Nimas menghela nafas mencoba menjernihkan fikirannya.
"Apa dulu anda dan Sofia sudah akan menikah?" tanya Nimas.
"iya.."kata Ustadz singkat.
Jawaban yang tidak memuaskan memang namun Nimas memilih mengakhiri percakapannya dan segera tidur untuk meredam amarah yang bahkan dia tidak tahu harus marah pada siapa..Tentang semua kejadian yang tiba tiba terjadi.

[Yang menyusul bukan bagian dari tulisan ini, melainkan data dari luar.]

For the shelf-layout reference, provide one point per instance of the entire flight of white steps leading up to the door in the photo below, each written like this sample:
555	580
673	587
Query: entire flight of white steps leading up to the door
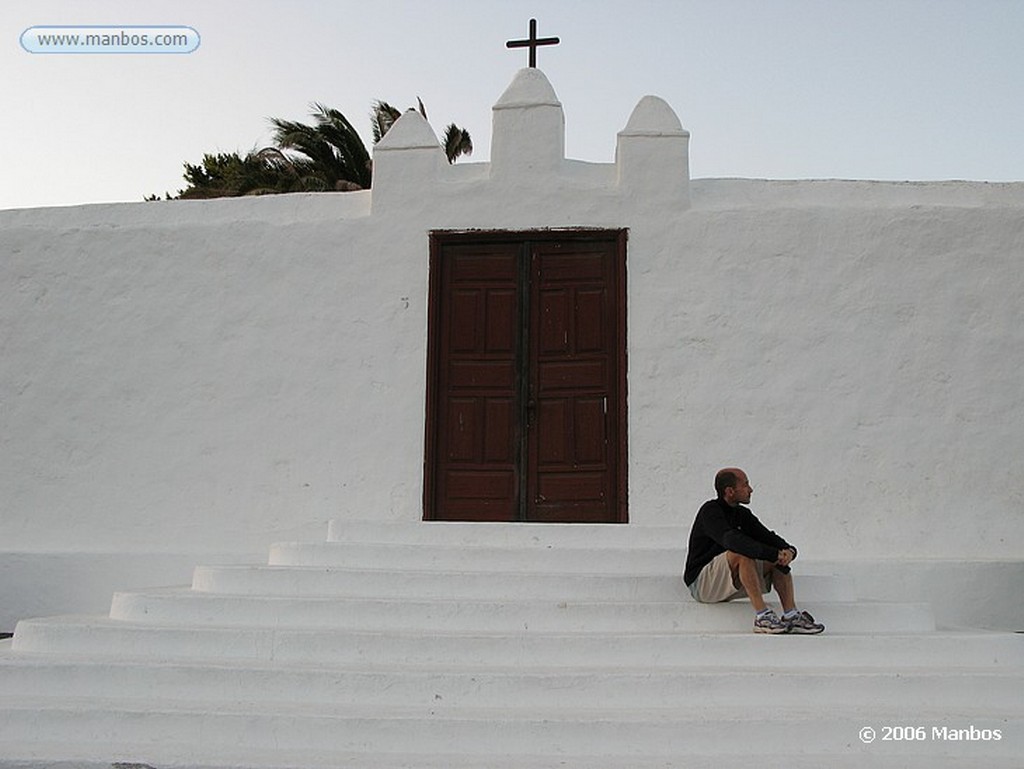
497	647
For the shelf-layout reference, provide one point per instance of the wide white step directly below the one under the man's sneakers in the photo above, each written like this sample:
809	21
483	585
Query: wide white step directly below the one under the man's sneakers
525	689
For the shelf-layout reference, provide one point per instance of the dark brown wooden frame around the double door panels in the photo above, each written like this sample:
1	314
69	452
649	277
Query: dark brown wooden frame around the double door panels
442	238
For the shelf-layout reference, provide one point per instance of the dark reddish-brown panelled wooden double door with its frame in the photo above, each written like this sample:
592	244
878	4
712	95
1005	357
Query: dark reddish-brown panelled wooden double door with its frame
527	377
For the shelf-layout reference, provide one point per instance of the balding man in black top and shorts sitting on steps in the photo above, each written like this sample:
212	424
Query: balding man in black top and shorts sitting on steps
733	554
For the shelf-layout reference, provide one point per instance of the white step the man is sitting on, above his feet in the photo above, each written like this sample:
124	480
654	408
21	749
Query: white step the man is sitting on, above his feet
182	607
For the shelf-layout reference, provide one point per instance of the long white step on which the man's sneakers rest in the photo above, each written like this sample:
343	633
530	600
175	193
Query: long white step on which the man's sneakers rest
102	636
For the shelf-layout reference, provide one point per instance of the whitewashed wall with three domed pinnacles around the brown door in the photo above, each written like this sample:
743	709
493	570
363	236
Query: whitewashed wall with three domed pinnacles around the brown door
200	379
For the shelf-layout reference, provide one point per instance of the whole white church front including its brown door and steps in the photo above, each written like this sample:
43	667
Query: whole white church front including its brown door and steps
472	414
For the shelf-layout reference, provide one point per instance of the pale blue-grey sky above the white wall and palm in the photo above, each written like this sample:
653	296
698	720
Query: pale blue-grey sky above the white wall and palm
783	90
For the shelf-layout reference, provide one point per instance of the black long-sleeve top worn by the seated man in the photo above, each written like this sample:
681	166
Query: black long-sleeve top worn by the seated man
720	527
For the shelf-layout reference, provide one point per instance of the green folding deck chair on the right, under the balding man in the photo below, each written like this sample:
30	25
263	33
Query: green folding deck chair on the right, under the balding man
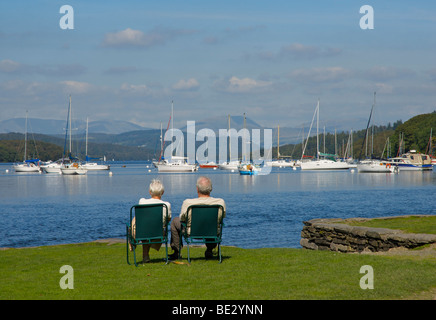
205	227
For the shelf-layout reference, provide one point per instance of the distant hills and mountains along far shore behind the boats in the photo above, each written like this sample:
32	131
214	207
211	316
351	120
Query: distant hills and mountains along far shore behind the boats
144	143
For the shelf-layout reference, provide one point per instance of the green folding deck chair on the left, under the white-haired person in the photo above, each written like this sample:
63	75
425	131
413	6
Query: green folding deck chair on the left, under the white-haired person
150	227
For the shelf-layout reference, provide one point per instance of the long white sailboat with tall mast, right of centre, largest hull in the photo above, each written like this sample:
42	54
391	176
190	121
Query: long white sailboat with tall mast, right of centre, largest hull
320	163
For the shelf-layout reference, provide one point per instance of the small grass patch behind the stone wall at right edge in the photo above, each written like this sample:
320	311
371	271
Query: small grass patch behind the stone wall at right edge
409	224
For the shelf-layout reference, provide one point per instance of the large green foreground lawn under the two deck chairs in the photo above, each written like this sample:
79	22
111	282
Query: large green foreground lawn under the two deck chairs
101	272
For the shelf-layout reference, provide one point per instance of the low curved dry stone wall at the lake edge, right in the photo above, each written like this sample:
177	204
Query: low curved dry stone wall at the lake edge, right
334	235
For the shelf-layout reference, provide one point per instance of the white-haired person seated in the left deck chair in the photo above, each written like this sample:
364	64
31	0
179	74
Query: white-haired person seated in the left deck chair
156	190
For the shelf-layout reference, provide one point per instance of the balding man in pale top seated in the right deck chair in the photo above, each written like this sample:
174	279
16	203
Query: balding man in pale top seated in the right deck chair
204	188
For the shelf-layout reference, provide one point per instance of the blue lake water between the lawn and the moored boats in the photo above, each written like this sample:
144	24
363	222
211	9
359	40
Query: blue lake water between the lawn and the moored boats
262	211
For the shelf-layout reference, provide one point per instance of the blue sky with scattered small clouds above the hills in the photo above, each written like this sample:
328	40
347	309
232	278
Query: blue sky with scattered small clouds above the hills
126	60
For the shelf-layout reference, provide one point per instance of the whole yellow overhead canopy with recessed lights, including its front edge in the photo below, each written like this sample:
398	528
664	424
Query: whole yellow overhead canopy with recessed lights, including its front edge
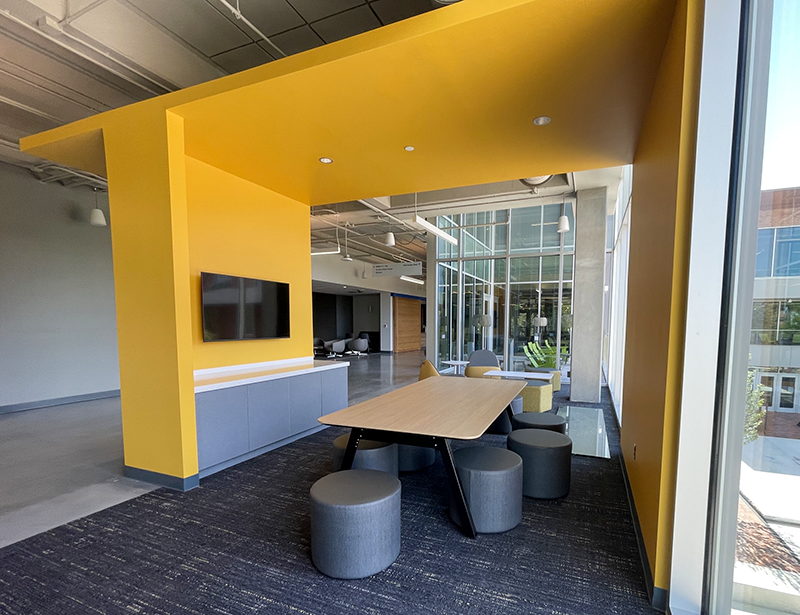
461	84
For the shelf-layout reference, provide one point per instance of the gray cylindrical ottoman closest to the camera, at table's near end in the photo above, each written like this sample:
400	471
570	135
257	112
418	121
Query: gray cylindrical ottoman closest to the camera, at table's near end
355	523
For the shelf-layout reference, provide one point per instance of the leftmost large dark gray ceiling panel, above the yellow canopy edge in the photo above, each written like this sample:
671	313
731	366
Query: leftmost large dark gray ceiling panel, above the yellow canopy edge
196	22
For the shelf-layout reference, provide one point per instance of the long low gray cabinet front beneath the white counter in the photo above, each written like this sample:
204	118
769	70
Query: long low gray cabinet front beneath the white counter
241	421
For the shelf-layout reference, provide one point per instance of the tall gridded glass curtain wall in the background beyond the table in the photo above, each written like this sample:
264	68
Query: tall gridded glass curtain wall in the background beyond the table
509	281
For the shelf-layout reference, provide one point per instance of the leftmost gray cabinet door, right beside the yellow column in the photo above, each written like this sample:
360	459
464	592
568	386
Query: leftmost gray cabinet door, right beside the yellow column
221	425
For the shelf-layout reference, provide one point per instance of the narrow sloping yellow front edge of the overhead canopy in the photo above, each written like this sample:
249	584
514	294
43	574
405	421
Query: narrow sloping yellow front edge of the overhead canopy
61	144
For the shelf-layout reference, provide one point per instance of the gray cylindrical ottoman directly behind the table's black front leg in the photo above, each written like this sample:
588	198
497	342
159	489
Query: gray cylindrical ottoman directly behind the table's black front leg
491	478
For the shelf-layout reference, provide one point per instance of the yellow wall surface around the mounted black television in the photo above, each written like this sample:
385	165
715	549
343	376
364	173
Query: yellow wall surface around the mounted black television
239	228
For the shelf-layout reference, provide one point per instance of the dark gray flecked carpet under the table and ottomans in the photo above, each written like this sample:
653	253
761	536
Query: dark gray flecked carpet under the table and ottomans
240	544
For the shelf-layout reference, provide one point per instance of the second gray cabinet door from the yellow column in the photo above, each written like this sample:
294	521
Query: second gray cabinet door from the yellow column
270	416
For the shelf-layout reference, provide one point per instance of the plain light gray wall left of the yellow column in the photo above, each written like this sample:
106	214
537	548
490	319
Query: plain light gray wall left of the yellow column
57	321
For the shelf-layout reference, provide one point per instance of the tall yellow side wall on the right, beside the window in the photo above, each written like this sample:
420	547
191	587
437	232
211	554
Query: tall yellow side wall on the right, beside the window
661	206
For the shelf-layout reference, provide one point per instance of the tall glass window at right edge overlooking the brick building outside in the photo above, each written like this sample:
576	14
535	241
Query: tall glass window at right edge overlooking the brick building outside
755	542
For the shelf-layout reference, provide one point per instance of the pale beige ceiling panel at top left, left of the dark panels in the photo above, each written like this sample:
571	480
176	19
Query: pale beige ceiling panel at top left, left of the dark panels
129	34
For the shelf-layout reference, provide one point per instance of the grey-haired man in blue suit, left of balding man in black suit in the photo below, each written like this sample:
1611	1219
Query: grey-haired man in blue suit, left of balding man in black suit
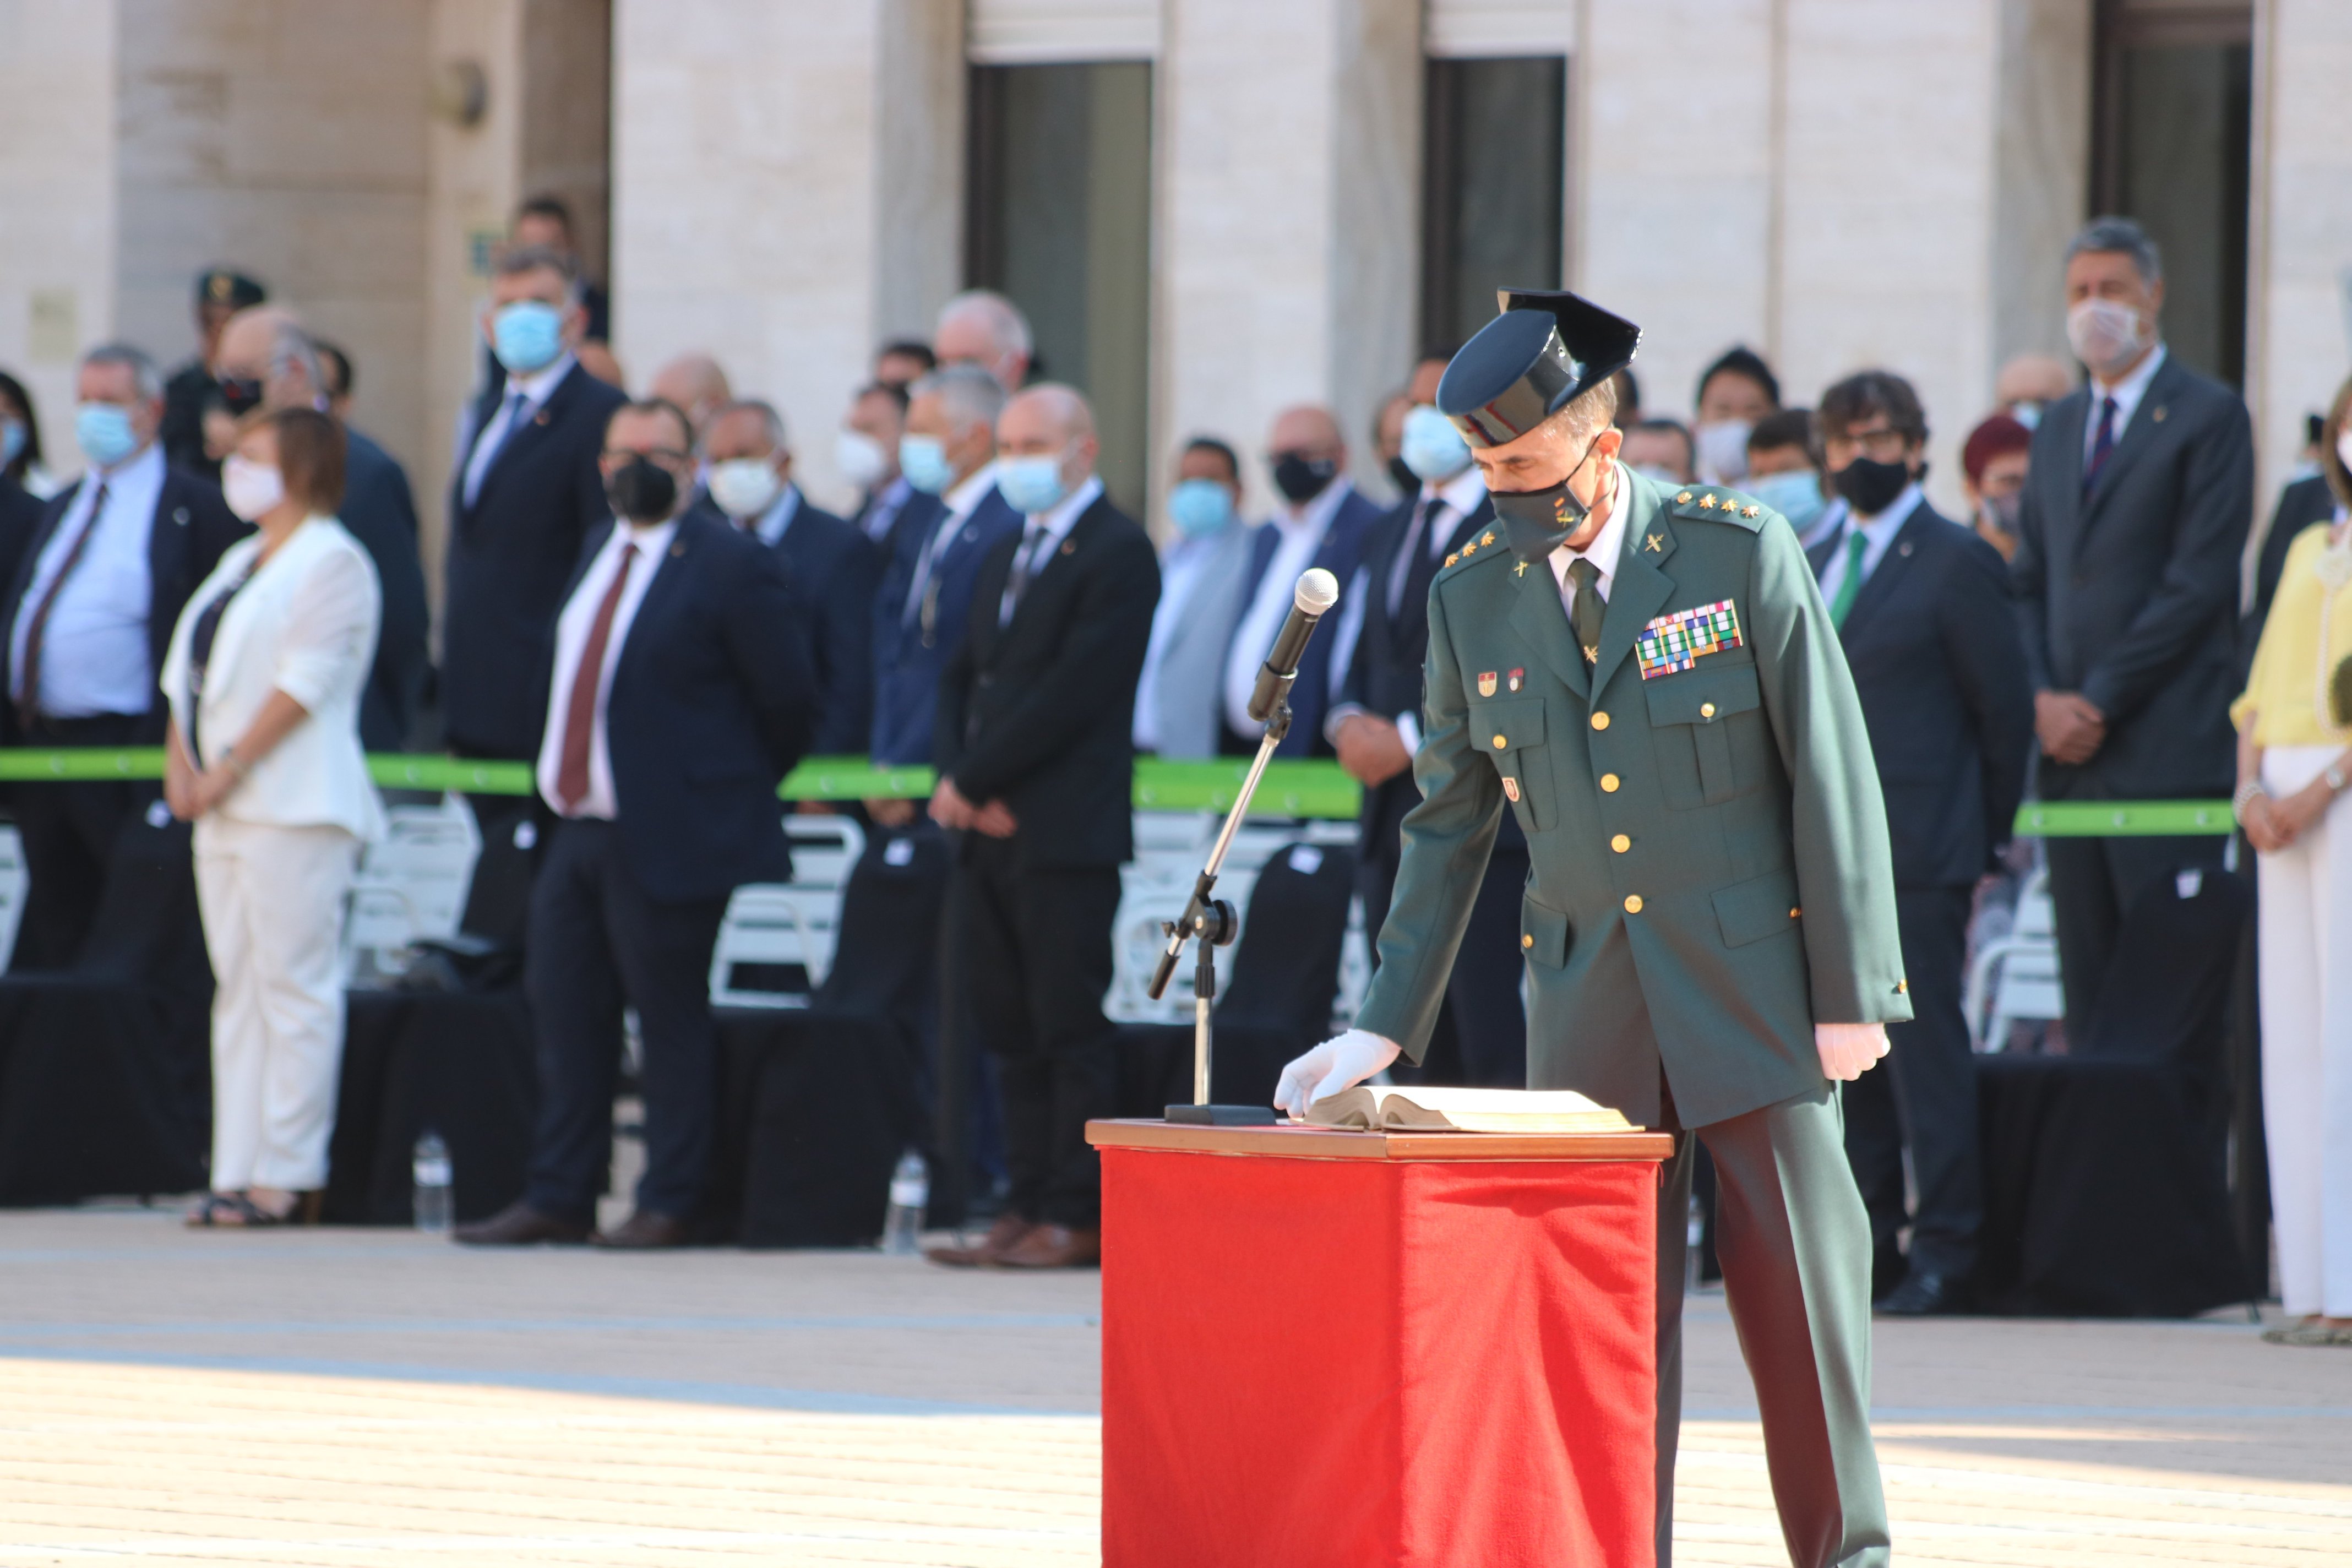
949	453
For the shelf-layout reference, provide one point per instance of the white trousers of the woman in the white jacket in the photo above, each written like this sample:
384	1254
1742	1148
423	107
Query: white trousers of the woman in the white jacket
274	920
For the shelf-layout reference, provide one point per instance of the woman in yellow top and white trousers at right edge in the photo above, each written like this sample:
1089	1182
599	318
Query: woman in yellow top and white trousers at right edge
2294	760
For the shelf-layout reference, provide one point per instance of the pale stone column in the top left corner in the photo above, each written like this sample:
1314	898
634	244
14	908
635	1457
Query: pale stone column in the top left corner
58	189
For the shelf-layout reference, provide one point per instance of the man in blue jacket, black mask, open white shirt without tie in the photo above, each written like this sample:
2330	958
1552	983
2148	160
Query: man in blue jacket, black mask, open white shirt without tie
1323	523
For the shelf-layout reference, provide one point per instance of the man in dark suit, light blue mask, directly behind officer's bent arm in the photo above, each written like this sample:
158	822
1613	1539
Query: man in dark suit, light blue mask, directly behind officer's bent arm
1377	728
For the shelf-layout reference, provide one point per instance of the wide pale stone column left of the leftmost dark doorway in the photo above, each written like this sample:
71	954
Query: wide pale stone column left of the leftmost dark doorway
784	194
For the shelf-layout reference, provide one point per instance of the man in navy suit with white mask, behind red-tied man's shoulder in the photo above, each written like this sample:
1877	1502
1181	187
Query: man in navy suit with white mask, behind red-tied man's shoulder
836	568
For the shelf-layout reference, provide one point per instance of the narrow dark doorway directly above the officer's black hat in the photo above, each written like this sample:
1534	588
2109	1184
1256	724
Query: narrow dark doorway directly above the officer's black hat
1490	222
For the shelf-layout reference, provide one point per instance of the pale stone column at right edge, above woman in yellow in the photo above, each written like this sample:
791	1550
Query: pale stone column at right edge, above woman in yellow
2301	264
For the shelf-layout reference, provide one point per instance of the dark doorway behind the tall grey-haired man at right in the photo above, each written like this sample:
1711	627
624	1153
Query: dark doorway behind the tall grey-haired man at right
2174	149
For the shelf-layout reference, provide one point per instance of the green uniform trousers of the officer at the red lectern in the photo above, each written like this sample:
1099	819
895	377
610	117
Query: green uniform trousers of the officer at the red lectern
1796	1249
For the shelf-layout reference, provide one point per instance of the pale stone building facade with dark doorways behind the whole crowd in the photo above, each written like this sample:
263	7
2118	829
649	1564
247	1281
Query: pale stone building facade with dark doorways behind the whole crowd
1215	208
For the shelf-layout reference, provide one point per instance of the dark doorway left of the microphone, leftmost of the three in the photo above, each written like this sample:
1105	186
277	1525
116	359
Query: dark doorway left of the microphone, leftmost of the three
1060	220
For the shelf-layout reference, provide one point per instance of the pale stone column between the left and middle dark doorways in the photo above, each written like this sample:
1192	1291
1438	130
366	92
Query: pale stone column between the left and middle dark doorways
1288	217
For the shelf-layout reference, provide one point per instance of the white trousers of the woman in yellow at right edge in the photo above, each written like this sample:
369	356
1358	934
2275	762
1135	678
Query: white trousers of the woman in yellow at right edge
2306	897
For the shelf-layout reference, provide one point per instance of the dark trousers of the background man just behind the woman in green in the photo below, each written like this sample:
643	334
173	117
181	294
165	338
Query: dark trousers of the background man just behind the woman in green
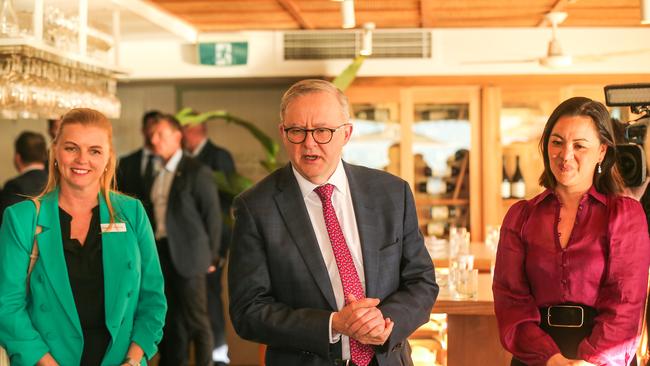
187	316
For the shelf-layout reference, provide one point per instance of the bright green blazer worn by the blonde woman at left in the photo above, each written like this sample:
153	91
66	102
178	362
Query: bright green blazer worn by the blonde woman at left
46	319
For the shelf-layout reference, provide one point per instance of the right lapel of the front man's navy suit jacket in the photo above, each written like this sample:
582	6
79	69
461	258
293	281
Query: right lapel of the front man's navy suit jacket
365	213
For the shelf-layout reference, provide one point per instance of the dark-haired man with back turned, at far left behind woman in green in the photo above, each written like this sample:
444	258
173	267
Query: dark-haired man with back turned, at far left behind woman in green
30	155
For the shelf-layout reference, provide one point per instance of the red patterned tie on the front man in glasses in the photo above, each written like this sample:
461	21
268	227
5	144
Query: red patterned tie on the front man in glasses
361	354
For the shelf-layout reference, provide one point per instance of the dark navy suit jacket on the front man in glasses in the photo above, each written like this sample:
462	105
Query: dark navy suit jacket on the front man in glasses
280	292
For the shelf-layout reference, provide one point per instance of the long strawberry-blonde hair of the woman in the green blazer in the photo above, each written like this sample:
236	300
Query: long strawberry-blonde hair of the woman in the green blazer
89	118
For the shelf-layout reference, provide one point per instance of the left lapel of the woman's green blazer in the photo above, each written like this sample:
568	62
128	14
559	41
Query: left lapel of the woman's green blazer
50	245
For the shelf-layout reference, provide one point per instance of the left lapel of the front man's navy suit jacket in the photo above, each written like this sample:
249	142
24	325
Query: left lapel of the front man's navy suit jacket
294	213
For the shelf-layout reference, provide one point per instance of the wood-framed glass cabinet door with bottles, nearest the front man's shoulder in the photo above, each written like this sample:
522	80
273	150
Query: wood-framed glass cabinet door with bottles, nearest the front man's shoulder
443	143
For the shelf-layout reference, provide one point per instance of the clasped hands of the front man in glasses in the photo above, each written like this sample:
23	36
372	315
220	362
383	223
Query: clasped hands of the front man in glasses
363	321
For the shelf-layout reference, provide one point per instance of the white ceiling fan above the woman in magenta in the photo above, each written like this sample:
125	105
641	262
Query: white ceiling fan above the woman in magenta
555	56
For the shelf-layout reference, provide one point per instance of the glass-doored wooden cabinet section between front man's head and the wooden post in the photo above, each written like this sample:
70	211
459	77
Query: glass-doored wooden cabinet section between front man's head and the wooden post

Keesokan paginya saat tengah sarapan Ustadz Zamzam mengutarakan keinginannya pada ibu.
"Zam nitip Nimas bu, seminggu ini Zam harus mengajar di Mts kasihan anak anak sudah ditinggal dua minggu."
Ustadz Zamzam menatap Nimas yang tengah menunduk.
"iya nak, ibu justru senang Nimas disini"kata ibu.
"Nimas disini dulu ya, nanti aku jemput seminggu lagi."
"Iya, Ustadz.."kata Nimas tersenyum.
"Eh kenapa masih manggilnya Ustadz? ganti dong biar romantis"kata ibu.
Nimas menunduk sementara Ustadz Zamzam menatapnya.
"Sepertinya ibu benar, kita hatis mengganti nama panggilan kita."kata Ustadz Zamzam.
"saya sih terserah Ustadz."jawab Nimas.
"Nanti deh kita fikirin sekarang makan dulu."saut Ustadz.
Selepas sarapan Ustadz bersiap untuk berangkat diantar ibu beserta Nimas ke teras.
"Zam berangkat bu.Titip istri Zam"kata Ustadz Zamzam sambil mencium tangan ibunya.
"tentu nak"
Kemudian Ustadz beralih ke Nimas, "Baik baik disini, aku akan menjemputmu nanti"katanya.
Nimas mengangguk lalu mencium tangan suaminya.
Tanpa di duga sang Ustadz memcium kening Nimas lembut sampai akhirnya masuk kedalam mobil dan melajukan mobilnya.
Nimas yang masih tak menyangka menatap kepergian suaminya dengan bengong.